Tiga

16.1K 1.3K 18
                                    

Ana diam, tak berniat melakukan apapun, saat pulang tadi, tanpa diduga Kakaknya sudah berada di rumah, Ana kira ia akan dimarahi habis habisan.

Namun ini yang membuat Ana gelisah, kali ini berbeda, Kakaknya tak mengatakan apapun, tangannya ditarik pelan menuju sofa.

Dengan perlahan Kakaknya mengobati luka di siku dan lututnya, mata bulat Ana tak lepas dari wajah sang Kakak yang tak menunjukkan ekspresi apapun.

"Kak Maaf, Ana gak dengerin ucapan Kakak." Gadis itu menunduk dalam.

Tak ada balasan apapun, Kakaknya masih sibuk mengobatinya.

Ana merasa, lebih baik ia dimarahi habis habisan daripada di diamkan seperti ini, itu lebih menyakitkan.

"Maaf, jangan marah." Ana menatap sang Kakak.

Tak ada reaksi apapun, Kakaknya malah pergi meninggalkannya setelah selesai mengobati lukanya.

Ana menatap sendu punggung lebar Kakaknya yang menghilang di balik tembok.

Gadis itu berdiri, matanya tak sengaja melihat sebatang coklat di atas meja, itu adalah coklat yang ia beli tadi.

Rasanya sudah tak berselera lagi, itu semua karna ia berlari menghindari cowok itu, hingga ia hampir ditabrak mobil karna tak melihat jalan, untung saja waktu itu jalanan sedang sepi.

Kaki pendeknya berlari kecil menuju kamar sang Kakak, dengan ragu ia memutar knop pintu.

Yang pertama ia lihat adalah punggung lebar Kakaknya yang sedang duduk di pinggir tempat tidur.

Ana masuk dan menutup pintu sepelan mungkin, tak ingin Kakaknya tau keberadaannya.

Ia merangkak diatas king size Kakaknya, perlahan, karna lututnya masih terasa sedikit perih.

Tanpa ragu Ana memeluk leher sang Kakak dari belakang "Maafin Ana, janji gak bakal ngulangin lagi, Kakak gakpapa kalau mau hukum Ana, tapi jangan diemin Ana kaya gini."

Mata gadis itu berkaca kaca saat melihat pipi sang Kakak yang basah. Apakah kakaknya baru saja menangis?

Segera Ana melepas pelukannya, turun dan berdiri didepan Kakaknya, benar saja mata Kakaknya basah.

"Kakak nangis? Maaf." Gadis itu menangis memeluk Kakaknya, menyembunyikan kepalanya di leher sang Kakak.

Kakaknya tak lagi mengabaikan Ana, ia membalas pelukan Adiknya tak kalah erat, mengusap pelan punggung bergetar gadis itu.

Ia berbaring, membiarkan tubuh Adik kesayangannya menimpa dirinya, Ana masih saja enggan melepas pelukannya, ia yakin setelah ini mata Adiknya akan sembap, Adiknya juga akan susah bernafas karna menangis.

"Kakak gak marah, Kakak cuma merasa gak becus jagain kamu, ini salah Kakak, harusnya Kakak yang minta maaf."

Ana menggeleng, tangisnya kembali pecah, ia kini merasa sangat bersalah, karna Ana Kakaknya menyalahkan dirinya sendiri.

"Kakak cuma gak mau kamu kenapa napa!

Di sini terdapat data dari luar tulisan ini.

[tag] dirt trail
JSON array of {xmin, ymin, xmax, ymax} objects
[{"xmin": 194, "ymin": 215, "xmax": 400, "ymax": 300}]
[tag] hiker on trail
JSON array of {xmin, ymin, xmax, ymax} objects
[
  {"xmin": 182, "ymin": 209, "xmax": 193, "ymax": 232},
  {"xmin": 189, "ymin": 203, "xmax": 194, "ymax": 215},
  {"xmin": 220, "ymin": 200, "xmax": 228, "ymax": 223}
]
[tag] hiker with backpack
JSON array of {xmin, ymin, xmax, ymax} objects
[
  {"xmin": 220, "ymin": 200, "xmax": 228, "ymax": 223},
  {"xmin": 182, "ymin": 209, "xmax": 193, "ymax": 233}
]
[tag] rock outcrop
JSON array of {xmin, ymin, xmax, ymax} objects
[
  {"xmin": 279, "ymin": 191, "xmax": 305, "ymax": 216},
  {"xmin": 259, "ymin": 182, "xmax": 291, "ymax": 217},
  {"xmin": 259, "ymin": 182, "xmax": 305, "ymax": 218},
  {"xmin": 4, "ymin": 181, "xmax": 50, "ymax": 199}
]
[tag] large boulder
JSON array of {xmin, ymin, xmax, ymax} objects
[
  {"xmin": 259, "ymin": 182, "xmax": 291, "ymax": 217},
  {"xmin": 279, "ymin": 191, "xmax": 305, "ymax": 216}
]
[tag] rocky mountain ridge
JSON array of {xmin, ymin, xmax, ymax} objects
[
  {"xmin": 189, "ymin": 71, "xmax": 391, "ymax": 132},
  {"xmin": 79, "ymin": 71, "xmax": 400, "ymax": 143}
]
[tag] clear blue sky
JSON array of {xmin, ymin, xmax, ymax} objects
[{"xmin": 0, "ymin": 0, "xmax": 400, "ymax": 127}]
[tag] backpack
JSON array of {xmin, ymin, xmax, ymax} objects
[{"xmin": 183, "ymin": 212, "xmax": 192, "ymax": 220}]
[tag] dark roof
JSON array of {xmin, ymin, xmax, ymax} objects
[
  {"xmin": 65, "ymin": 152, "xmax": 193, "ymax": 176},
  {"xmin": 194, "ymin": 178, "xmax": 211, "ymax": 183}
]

Cukup saat itu aja kamu pergi." ia menatap sendu Ana.

Dia tidak akan membiarkan Adiknya pergi lagi, diluar sana banyak orang yang mengincar Adiknya, apalagi di negara ini, ini adalah negara yang paling ia hindari.

***
Ana kini berada di balkon kamar sang Kakak, menikmati angin malam yang menerpa wajahnya, gadis manis itu sedang menunggu sang Kakak untuk makan malam, Kakaknya masih berada di kamar mandi.

Tiba-tiba ia memikirkan pengusaha muda itu, idola barunya, kedua sudut bibir Ana tertarik keatas, menampilkan senyum manis diwajahnya.

Ia tadi lupa bertanya pada sang Kakak, sifat pelupanya ini yang paling membuatnya sebal.